When I am in a discussion I usually have a book to recommend, and, consequently, I have been accused of holding to a belief in “salvation by bibliography.” I plead, at least in part, guilty.

When I entered ministry I was delighted to be in a profession among whose tools were books. I recall going into pastor’s studies and just staring at the books.Look at all the books! Shelves of commentaries, big reference works, multi-volume works of theology. I couldn’t believe anybody could be so blessed as to work in a room surrounded by all those books. Not just to read, but to touch and look at, for books have a kind of talismanic power just by their presence in a room.

In seminary we young theologs used to love to visit pastors and admire and covet their books. Was it too much to hope that someday we would have books like that? Well,it has taken twenty-five years, but now I am one of those pastors. I have a whole roomful of books. Fred Buechner calls his library “The Magic Kingdom,” and that is how I feel about mine.I have accumulated my many books over the years, writing my name and the year of purchase in the flyleaf, and so they are a record of my interests over time. They tell a story. For example, at some point I stopped buying ministerial “how to” books because I guess I felt I knew “how to.” I went through a Henry Nouwen stage and then suddenly in the 80′s,it stopped. I have a stack of books on the arms race from the late seventies. I have at least one commentary on every book of the Bible. I have old books from the eighteenth and nineteenth and twentieth centuries. I have a Shaker Bible given to me by an antique dealer in my first church.I have an antique copy of Foxe’s Book of Martyrs that belonged to a friend’s grandfather, a minister of the Free Church of Scotland in the 19th century. I have books of poetry and prayers, dictionaries, handbooks, worshipbooks and novels.
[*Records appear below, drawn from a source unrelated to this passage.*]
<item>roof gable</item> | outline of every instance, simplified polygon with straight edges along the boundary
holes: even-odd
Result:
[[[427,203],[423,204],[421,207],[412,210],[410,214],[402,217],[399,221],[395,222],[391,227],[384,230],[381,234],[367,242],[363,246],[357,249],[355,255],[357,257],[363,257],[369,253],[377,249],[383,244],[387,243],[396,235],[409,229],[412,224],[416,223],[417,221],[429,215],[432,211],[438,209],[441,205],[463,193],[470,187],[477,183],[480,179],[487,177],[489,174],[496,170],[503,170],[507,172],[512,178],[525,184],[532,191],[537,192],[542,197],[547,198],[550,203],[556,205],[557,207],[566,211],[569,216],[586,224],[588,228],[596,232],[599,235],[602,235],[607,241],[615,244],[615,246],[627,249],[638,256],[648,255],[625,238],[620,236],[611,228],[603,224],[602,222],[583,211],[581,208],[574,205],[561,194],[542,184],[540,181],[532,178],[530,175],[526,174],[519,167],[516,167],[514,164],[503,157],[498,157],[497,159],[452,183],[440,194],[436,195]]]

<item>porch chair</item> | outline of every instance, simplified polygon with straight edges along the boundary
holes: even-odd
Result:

These books are my tools and my friends. Some I use all the time; others I haven’t opened in years. Some are like youthful infatuations, purchased with high hopes, but the pretty cover promised more than could be delivered and disappointment soon set in. There are some I will never read. Others I read again and again. I have over a dozen books by P.T. Forsyth, most of them out of print,that I have collected at used bookstores and through the mail. Sometimes I will pull one of these off the shelf and read just a few pages

I’ve noticed a strange thing over the last few years. During that time I have been privileged to know and work with a number of young clergy and seminarians, men and women. Most of them are gifted, hard–working, dedicated and capable. There is a lot to like about them. But one thing is noticeably missing.They don’t love my books.They don’t stare at them, or touch them, or covet them.They don’t even notice them when they come into my study. They are more likely to notice and comment on my computer.

This worries me. Can the church maintain a “learned clergy” without instilling a love of books? Is it possible that books are really passé as some say? That in the future the digital age will restrict if not eliminate their use? I hope not. Because books are more than mere information. Throughout my life they have always been my companions and friends. They can invoke wonder and create mystery. They can witness to faith. They are grist for my sermonic mill. But they are more than that. They fuel not just my work but my imagination. I wouldn’t be the minister I am without them. I wouldn’t be who I am without them.